Thanks pescador! It is 6mm bolts on the #3 head.
I can check the temps, but what values should I be looking for?
This old beast doesn't have a oil pressure guage, how will I know it's pushing 700 psi unless I modify a line to install a guage? My laser temp reader should be able to pin point a temp on the outflow lines an inch from the head.

I got a PM from another member, he said #1 is probably good to go with just a valve change. That one is usually the longest lasting one. He also said I should plan to change the valves in #2 and #3. The piston free floats nicely in #3, I'm not sure it needs changing.

If I have to put a new piston and sleeve in #3 plus the valves, I'm still way ahead. Let's just say I got a deal on it and that amount of money would be very reasonable for a 5 CFM unit.
 
If anyone would know part numbers for this unit, that would be a huge help!
#2 valves?
#3 valves?
#3 Piston and Liner?

Looking at another site, I see complete #3 head available. But, I wonder if a new head would be compatible as a direct replacement?
 
Approximate pressures:
1, 100 psi
2, 750 psi
3, 3200 psi

Temp: Not necessary to measure actual temps at this point, however;
Head intake pipe should be warm, exhaust pipe should be hot



#3 head
discharge valve, 7780K
intake valve, 7790K

#1 head
discharge valve (assembly), ND228K
intake valve plate, 9884, O ring, N2169

#3 piston/liner 12094K

#2 head,
Intake valve (assembly), ND319K
discharge valve (assembly), HD228K

Original numbers from 1974.
Bauer may not be familiar with these numbers and it may be necessary to give full information about your unit directly to head of service dept or ship old parts to them or carry in person.

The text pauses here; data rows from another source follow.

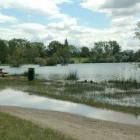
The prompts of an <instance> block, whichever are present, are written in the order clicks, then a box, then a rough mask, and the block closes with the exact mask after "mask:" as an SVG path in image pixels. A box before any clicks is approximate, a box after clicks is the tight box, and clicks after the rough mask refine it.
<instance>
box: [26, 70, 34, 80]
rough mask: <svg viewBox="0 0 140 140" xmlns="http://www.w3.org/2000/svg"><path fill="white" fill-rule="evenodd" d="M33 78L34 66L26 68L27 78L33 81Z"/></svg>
mask: <svg viewBox="0 0 140 140" xmlns="http://www.w3.org/2000/svg"><path fill="white" fill-rule="evenodd" d="M34 79H35V70H34V68H29V69H28V80H29V81H33V80H34Z"/></svg>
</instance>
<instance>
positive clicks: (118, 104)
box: [0, 76, 140, 115]
mask: <svg viewBox="0 0 140 140" xmlns="http://www.w3.org/2000/svg"><path fill="white" fill-rule="evenodd" d="M133 84H134V83H131V82H130V83H128V82H126V83H125V82H124V83H123V86H122V82H120V83H119V82H118V81H117V82H114V83H113V82H111V81H110V82H109V83H106V82H104V83H94V82H92V81H91V82H76V81H65V80H63V81H54V80H53V81H44V80H35V81H32V82H28V81H27V79H26V78H25V77H19V76H11V77H5V78H1V79H0V89H5V88H9V87H10V88H13V89H16V90H22V91H27V92H29V93H31V94H37V95H41V96H48V97H51V98H55V99H61V100H67V101H72V102H76V103H83V104H87V105H90V106H94V107H99V108H106V109H111V110H116V111H122V112H127V113H132V114H135V115H138V114H140V107H137V106H122V105H119V104H112V103H106V102H103V101H104V99H106V98H107V99H121V98H123V97H130V98H131V97H133V96H139V95H140V92H139V91H133V90H132V86H133ZM135 86H136V89H138V88H137V87H140V84H139V83H137V85H136V84H134V87H135ZM106 88H110V89H112V88H117V90H120V89H121V90H122V89H123V88H124V89H125V90H124V91H125V92H124V91H123V92H120V91H117V90H115V91H114V93H108V92H107V93H106ZM96 99H97V100H96ZM98 99H101V100H98Z"/></svg>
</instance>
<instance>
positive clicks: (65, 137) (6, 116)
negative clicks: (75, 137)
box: [0, 113, 72, 140]
mask: <svg viewBox="0 0 140 140" xmlns="http://www.w3.org/2000/svg"><path fill="white" fill-rule="evenodd" d="M0 139H2V140H72V138H68V137H66V136H64V135H63V134H61V133H59V132H57V131H54V130H52V129H43V128H40V127H38V126H37V125H34V124H33V123H31V122H29V121H25V120H22V119H18V118H16V117H12V116H9V115H7V114H5V113H0Z"/></svg>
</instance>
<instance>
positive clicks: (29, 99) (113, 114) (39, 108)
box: [0, 89, 140, 125]
mask: <svg viewBox="0 0 140 140" xmlns="http://www.w3.org/2000/svg"><path fill="white" fill-rule="evenodd" d="M0 105H6V106H19V107H26V108H35V109H44V110H53V111H60V112H66V113H72V114H77V115H81V116H85V117H89V118H95V119H100V120H106V121H113V122H118V123H124V124H133V125H140V116H134V115H130V114H126V113H120V112H115V111H111V110H105V109H98V108H95V107H90V106H87V105H83V104H77V103H72V102H68V101H61V100H55V99H51V98H46V97H41V96H36V95H30V94H28V93H26V92H22V91H17V90H13V89H5V90H2V91H0Z"/></svg>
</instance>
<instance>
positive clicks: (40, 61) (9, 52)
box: [0, 23, 140, 67]
mask: <svg viewBox="0 0 140 140" xmlns="http://www.w3.org/2000/svg"><path fill="white" fill-rule="evenodd" d="M139 24H140V23H139ZM139 24H138V29H137V32H136V36H137V37H138V38H139V32H140V31H139V30H140V25H139ZM75 58H76V59H75ZM77 62H79V63H101V62H104V63H106V62H140V50H138V51H136V52H134V51H132V50H124V51H121V46H120V45H119V44H118V42H117V41H99V42H95V44H94V46H93V47H92V48H91V49H89V48H88V47H82V48H78V47H76V46H74V45H71V44H69V43H68V40H67V39H66V40H65V41H64V44H62V43H60V42H59V41H51V42H50V43H49V44H48V46H45V45H44V44H43V43H41V42H30V41H28V40H25V39H12V40H9V41H6V40H2V39H1V40H0V64H10V65H11V66H16V67H17V66H19V65H22V64H29V63H31V64H39V65H51V66H52V65H57V64H63V65H65V64H68V63H77Z"/></svg>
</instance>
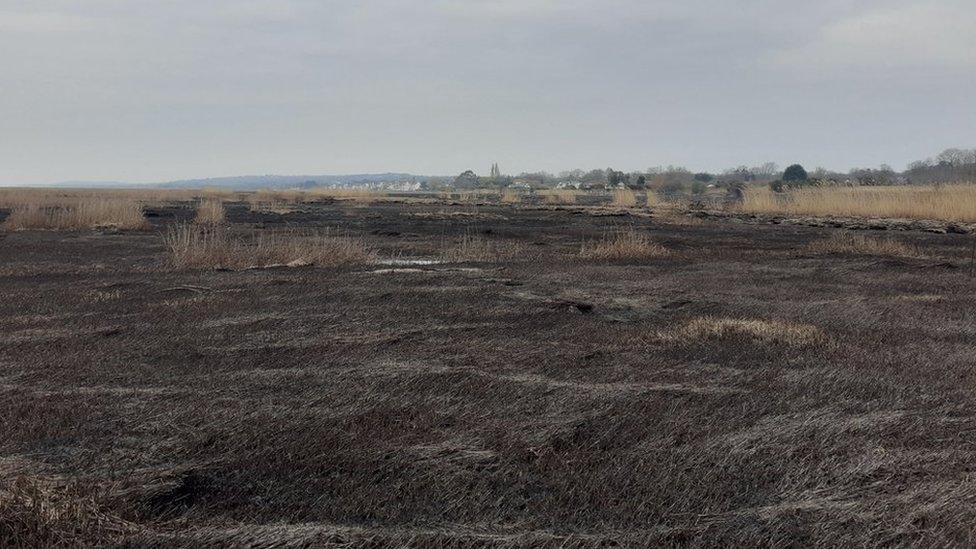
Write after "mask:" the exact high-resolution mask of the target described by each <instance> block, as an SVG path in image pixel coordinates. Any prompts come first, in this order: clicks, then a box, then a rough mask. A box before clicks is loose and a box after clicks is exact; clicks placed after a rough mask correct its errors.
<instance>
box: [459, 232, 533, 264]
mask: <svg viewBox="0 0 976 549" xmlns="http://www.w3.org/2000/svg"><path fill="white" fill-rule="evenodd" d="M523 252H524V248H523V246H521V245H520V244H517V243H513V242H505V241H496V240H489V239H487V238H485V237H483V236H480V235H474V234H470V233H465V234H464V235H462V236H461V239H460V240H458V241H457V242H456V243H455V244H454V245H453V246H450V247H448V248H446V249H445V250H444V251H443V252H441V259H443V260H444V261H448V262H453V263H458V262H463V261H474V262H489V261H499V260H502V259H510V258H513V257H518V256H519V255H521V254H522V253H523Z"/></svg>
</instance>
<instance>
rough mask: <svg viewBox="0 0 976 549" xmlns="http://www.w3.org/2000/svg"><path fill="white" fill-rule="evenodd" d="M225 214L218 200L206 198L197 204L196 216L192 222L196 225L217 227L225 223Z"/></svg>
mask: <svg viewBox="0 0 976 549" xmlns="http://www.w3.org/2000/svg"><path fill="white" fill-rule="evenodd" d="M226 219H227V212H226V211H225V210H224V203H223V201H221V200H220V199H215V198H206V199H203V200H201V201H200V202H198V203H197V214H196V217H194V218H193V222H194V223H196V224H198V225H219V224H221V223H223V222H224V221H226Z"/></svg>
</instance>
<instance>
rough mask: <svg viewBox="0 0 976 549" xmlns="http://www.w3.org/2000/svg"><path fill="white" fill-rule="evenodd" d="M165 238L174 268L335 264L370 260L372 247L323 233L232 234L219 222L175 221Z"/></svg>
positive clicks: (347, 239)
mask: <svg viewBox="0 0 976 549" xmlns="http://www.w3.org/2000/svg"><path fill="white" fill-rule="evenodd" d="M163 240H164V242H165V244H166V247H167V248H168V250H169V258H170V263H171V264H172V266H173V267H175V268H178V269H200V268H210V269H231V270H240V269H247V268H260V267H269V266H275V265H288V266H301V265H315V266H319V267H337V266H343V265H353V264H363V263H372V262H374V261H375V260H376V254H375V252H374V251H373V250H372V249H371V248H370V247H369V246H367V245H366V243H365V242H364V241H363V240H361V239H359V238H354V237H350V236H344V235H337V234H334V233H333V232H331V231H322V232H298V233H293V232H268V233H265V232H262V233H258V234H257V235H256V236H254V237H253V238H245V237H235V236H232V235H231V234H230V232H229V231H228V229H227V228H226V227H223V226H220V225H205V226H195V225H192V224H189V223H177V224H174V225H172V226H170V227H169V229H168V231H167V232H166V234H164V235H163Z"/></svg>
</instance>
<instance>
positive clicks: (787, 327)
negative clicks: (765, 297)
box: [658, 317, 827, 346]
mask: <svg viewBox="0 0 976 549" xmlns="http://www.w3.org/2000/svg"><path fill="white" fill-rule="evenodd" d="M658 337H659V338H660V339H661V340H662V341H665V342H669V343H678V344H684V345H694V344H696V343H699V342H705V341H719V342H722V341H755V342H759V343H766V344H773V345H785V346H804V345H814V344H820V343H823V342H825V341H826V339H827V336H826V334H824V332H823V330H821V329H820V328H818V327H816V326H813V325H810V324H799V323H795V322H786V321H779V320H756V319H742V318H715V317H699V318H695V319H692V320H690V321H688V322H687V323H685V324H684V325H682V326H680V327H678V328H675V329H673V330H670V331H667V332H662V333H659V334H658Z"/></svg>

You need to purchase a 1500 psi, back mount, oil filled gauge from EBay. Special fittings are needed to connect to air compressor. This fitting and very thin tube are available from Bauer. The tube and fitting connect to the same location occupied by the oil/air purge next to the oil pressure regulator. The oil/air purge is removed and the oil tube is screwed into that base fitting.